Odd you should pick that one. The CPU control board -- 09810-66513 --
which contains the microcode, is the only logic board I've not had to
repair in a 98x0 machine.... Still, I am sure they can fail.
> There's also the point of actually knowing what your tools are telling you
> and how to make the best use of the tools. It's no use knowing in how to use
> an oscilloscope if you don't know how to interpret the information it's
> giving you.
Oh, absolutely. Good test equipment is useful, but it's not essential,
and it's not a substitute for knowing what you are doing. Many people
(not on this list I hasten to add) seem to think there's a magic box you
can connect to a brokent <foo> that will tell you exactly what's wrong
and how to fix it. Of course there isn't.

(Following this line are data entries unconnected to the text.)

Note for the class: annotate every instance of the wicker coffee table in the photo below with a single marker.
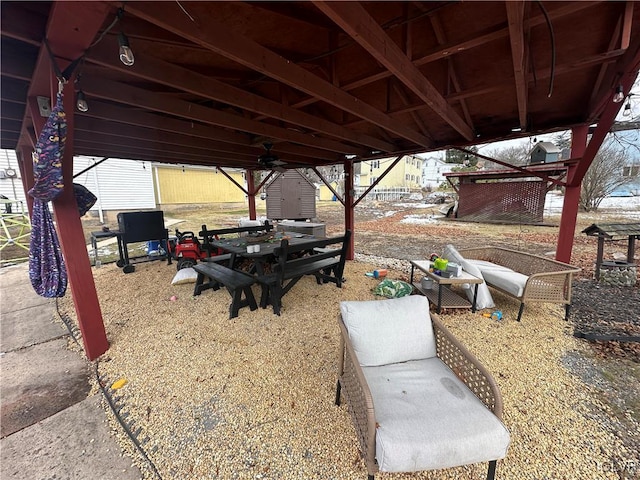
(444, 297)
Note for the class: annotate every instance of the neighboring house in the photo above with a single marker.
(433, 171)
(10, 180)
(122, 185)
(195, 185)
(406, 174)
(545, 152)
(327, 195)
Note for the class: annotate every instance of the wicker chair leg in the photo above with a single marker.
(491, 474)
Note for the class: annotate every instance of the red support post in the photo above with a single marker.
(569, 216)
(25, 164)
(251, 194)
(74, 249)
(349, 207)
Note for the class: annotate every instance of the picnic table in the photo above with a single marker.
(267, 243)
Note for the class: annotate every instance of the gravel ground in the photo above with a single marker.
(252, 397)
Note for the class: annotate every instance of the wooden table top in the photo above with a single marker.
(272, 241)
(426, 265)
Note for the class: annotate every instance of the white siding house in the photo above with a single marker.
(433, 170)
(118, 184)
(10, 186)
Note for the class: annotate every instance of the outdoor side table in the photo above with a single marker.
(444, 297)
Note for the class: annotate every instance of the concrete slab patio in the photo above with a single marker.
(49, 427)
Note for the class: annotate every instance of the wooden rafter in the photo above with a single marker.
(515, 14)
(474, 40)
(156, 70)
(356, 21)
(223, 40)
(128, 95)
(441, 37)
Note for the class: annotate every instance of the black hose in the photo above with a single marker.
(553, 47)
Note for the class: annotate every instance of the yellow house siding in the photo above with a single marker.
(176, 186)
(406, 173)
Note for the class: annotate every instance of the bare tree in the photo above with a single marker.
(606, 173)
(513, 155)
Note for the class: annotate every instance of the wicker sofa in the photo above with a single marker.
(523, 276)
(417, 398)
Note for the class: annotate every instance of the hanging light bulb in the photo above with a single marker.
(81, 102)
(126, 55)
(619, 96)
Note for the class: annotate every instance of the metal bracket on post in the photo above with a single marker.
(44, 105)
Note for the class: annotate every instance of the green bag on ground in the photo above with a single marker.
(393, 288)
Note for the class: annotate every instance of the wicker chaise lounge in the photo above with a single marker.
(418, 399)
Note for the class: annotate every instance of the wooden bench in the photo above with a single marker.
(296, 261)
(235, 281)
(545, 280)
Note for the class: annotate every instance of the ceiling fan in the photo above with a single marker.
(270, 160)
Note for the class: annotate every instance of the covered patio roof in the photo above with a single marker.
(324, 82)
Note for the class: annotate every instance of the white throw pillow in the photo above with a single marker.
(389, 331)
(483, 298)
(451, 253)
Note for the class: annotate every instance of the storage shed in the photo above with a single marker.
(292, 196)
(506, 195)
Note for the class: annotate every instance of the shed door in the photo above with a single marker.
(292, 193)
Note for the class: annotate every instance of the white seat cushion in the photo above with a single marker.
(484, 298)
(389, 331)
(428, 419)
(502, 277)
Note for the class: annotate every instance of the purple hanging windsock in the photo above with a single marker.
(47, 270)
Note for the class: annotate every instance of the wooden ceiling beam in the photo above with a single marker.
(227, 42)
(14, 23)
(356, 22)
(475, 39)
(83, 147)
(188, 129)
(71, 28)
(128, 95)
(163, 139)
(151, 146)
(515, 15)
(441, 38)
(156, 70)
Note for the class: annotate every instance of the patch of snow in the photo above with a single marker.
(419, 219)
(627, 206)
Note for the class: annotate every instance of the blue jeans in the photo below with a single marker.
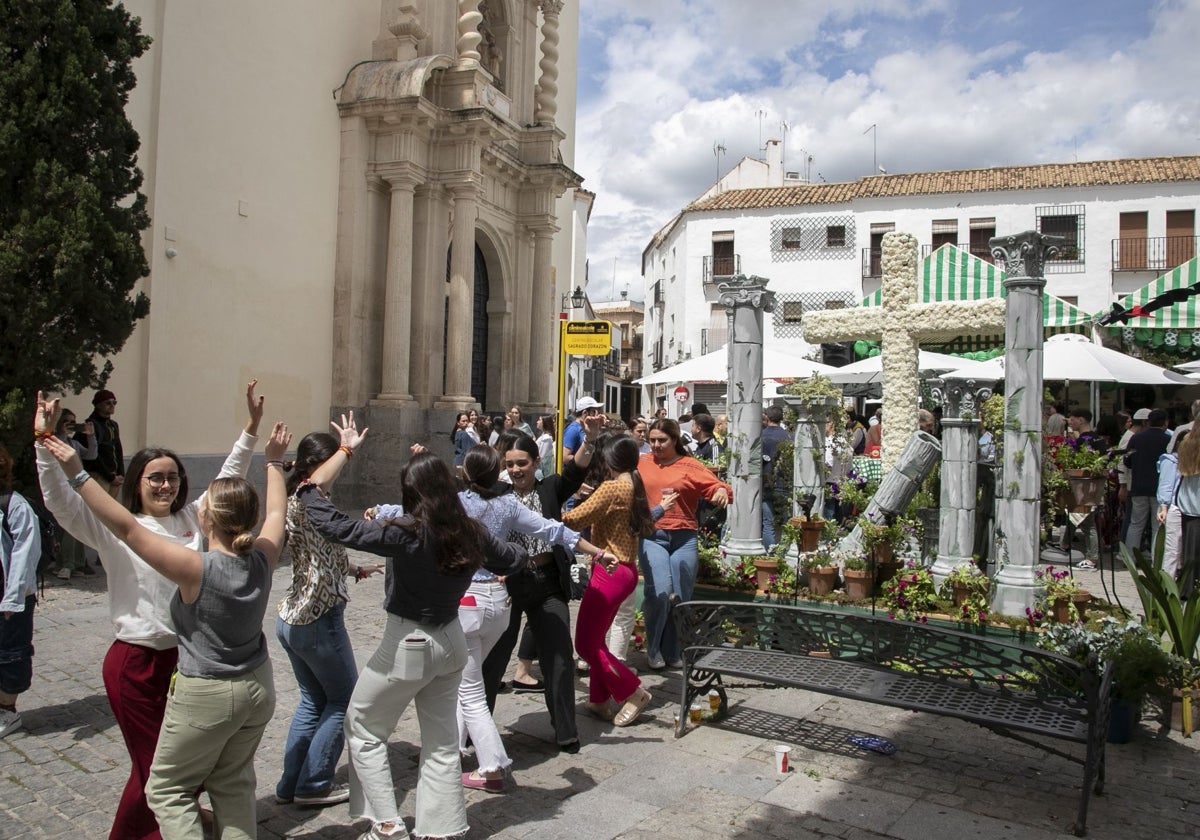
(669, 562)
(323, 661)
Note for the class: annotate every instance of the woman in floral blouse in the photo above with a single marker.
(312, 630)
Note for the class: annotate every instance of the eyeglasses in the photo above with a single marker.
(157, 480)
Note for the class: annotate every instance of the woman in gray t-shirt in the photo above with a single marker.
(223, 696)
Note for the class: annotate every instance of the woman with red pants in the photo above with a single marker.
(618, 516)
(142, 659)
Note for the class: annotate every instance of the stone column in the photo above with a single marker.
(544, 327)
(960, 468)
(399, 293)
(898, 487)
(546, 101)
(462, 311)
(747, 299)
(467, 46)
(1019, 490)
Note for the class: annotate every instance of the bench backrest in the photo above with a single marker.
(931, 652)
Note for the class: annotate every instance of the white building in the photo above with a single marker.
(1126, 222)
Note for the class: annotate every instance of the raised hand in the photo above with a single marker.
(280, 441)
(255, 408)
(65, 454)
(46, 418)
(349, 433)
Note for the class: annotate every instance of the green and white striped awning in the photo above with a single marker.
(954, 274)
(1182, 316)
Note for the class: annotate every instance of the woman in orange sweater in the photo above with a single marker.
(669, 558)
(618, 516)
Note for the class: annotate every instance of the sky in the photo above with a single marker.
(948, 84)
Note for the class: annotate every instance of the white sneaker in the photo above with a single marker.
(10, 721)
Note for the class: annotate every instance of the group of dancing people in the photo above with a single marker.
(466, 557)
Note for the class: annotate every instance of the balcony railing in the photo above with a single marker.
(1152, 253)
(721, 267)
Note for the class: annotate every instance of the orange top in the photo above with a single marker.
(689, 478)
(606, 511)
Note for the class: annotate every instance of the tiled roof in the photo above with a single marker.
(1047, 175)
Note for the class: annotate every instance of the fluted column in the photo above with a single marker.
(745, 299)
(1019, 510)
(399, 293)
(544, 324)
(468, 33)
(462, 274)
(547, 83)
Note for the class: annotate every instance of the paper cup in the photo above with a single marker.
(781, 757)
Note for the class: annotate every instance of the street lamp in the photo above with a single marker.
(575, 299)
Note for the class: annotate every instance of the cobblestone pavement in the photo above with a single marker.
(63, 773)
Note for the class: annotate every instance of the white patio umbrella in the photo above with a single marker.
(1074, 358)
(867, 371)
(714, 367)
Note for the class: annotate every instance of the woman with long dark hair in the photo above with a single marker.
(142, 659)
(311, 629)
(670, 557)
(618, 515)
(432, 553)
(223, 694)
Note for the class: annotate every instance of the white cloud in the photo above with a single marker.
(946, 87)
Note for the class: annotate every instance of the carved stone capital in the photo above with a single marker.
(1025, 253)
(742, 291)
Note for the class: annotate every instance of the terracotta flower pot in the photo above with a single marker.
(822, 580)
(765, 569)
(859, 583)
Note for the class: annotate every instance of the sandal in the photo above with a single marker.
(633, 708)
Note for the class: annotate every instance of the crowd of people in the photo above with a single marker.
(473, 550)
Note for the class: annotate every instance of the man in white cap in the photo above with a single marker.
(573, 436)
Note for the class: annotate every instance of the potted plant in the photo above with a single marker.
(911, 595)
(821, 569)
(859, 579)
(969, 589)
(1062, 598)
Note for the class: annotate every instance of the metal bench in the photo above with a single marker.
(1005, 687)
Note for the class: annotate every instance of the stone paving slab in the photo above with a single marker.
(63, 774)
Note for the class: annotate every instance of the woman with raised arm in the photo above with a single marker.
(223, 695)
(311, 629)
(619, 517)
(432, 553)
(139, 663)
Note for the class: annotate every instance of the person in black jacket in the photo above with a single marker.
(543, 594)
(432, 552)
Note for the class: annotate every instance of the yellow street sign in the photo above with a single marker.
(587, 337)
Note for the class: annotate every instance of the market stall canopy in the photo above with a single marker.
(1182, 316)
(714, 367)
(1074, 358)
(954, 274)
(870, 370)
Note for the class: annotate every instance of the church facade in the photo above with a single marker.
(367, 205)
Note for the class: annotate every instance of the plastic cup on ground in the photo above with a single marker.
(781, 757)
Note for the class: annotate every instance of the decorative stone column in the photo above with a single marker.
(898, 487)
(1019, 490)
(467, 45)
(960, 469)
(745, 299)
(462, 312)
(399, 293)
(546, 101)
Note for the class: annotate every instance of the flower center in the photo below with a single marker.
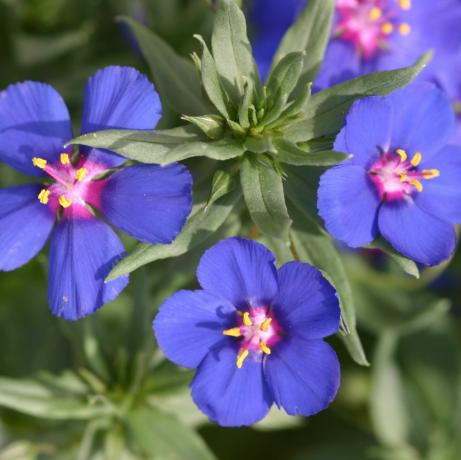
(368, 24)
(396, 177)
(73, 185)
(257, 330)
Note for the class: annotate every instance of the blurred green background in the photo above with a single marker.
(406, 405)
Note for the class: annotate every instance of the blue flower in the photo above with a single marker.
(403, 181)
(148, 202)
(254, 333)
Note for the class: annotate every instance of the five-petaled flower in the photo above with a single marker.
(148, 202)
(254, 333)
(403, 181)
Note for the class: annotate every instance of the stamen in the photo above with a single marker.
(246, 319)
(233, 332)
(430, 173)
(243, 353)
(416, 160)
(65, 160)
(44, 196)
(39, 162)
(405, 4)
(81, 173)
(265, 324)
(387, 28)
(264, 348)
(402, 154)
(404, 28)
(64, 201)
(417, 184)
(375, 13)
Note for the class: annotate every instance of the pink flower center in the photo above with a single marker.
(73, 185)
(368, 24)
(396, 177)
(257, 330)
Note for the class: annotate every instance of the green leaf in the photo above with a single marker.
(158, 434)
(204, 221)
(264, 197)
(310, 34)
(290, 153)
(213, 126)
(223, 183)
(232, 49)
(407, 265)
(388, 400)
(211, 81)
(313, 245)
(326, 109)
(176, 78)
(162, 146)
(41, 399)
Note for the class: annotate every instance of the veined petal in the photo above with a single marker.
(190, 323)
(423, 120)
(34, 122)
(415, 233)
(441, 196)
(348, 204)
(83, 251)
(118, 98)
(303, 375)
(25, 225)
(368, 129)
(241, 271)
(227, 395)
(306, 304)
(148, 202)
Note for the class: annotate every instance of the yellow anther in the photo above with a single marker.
(64, 201)
(39, 162)
(375, 13)
(264, 348)
(265, 324)
(430, 173)
(65, 160)
(387, 28)
(402, 154)
(233, 332)
(246, 319)
(417, 184)
(44, 196)
(241, 357)
(416, 160)
(81, 173)
(404, 28)
(405, 4)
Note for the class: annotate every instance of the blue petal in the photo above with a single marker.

I've said this many times, but it's worth repeating. In order to repair
something, you should : Make measurements (and otherwise gather evidence
as to the problem); Think about what the measuements are telling you;
Then, and only then, replace anything.
It is often possible to get the evidence you need without fancy test
equipment. The person who moans 'I could fix this if only I had a logic
analyser (or storage 'scope, or...)' is probably wrong. Not because such
instruments are not useful, they are. But becasue even if he had them,
he'd not be able to interpret the display. If he had the skill to do
that, he could probably manage without the instruments.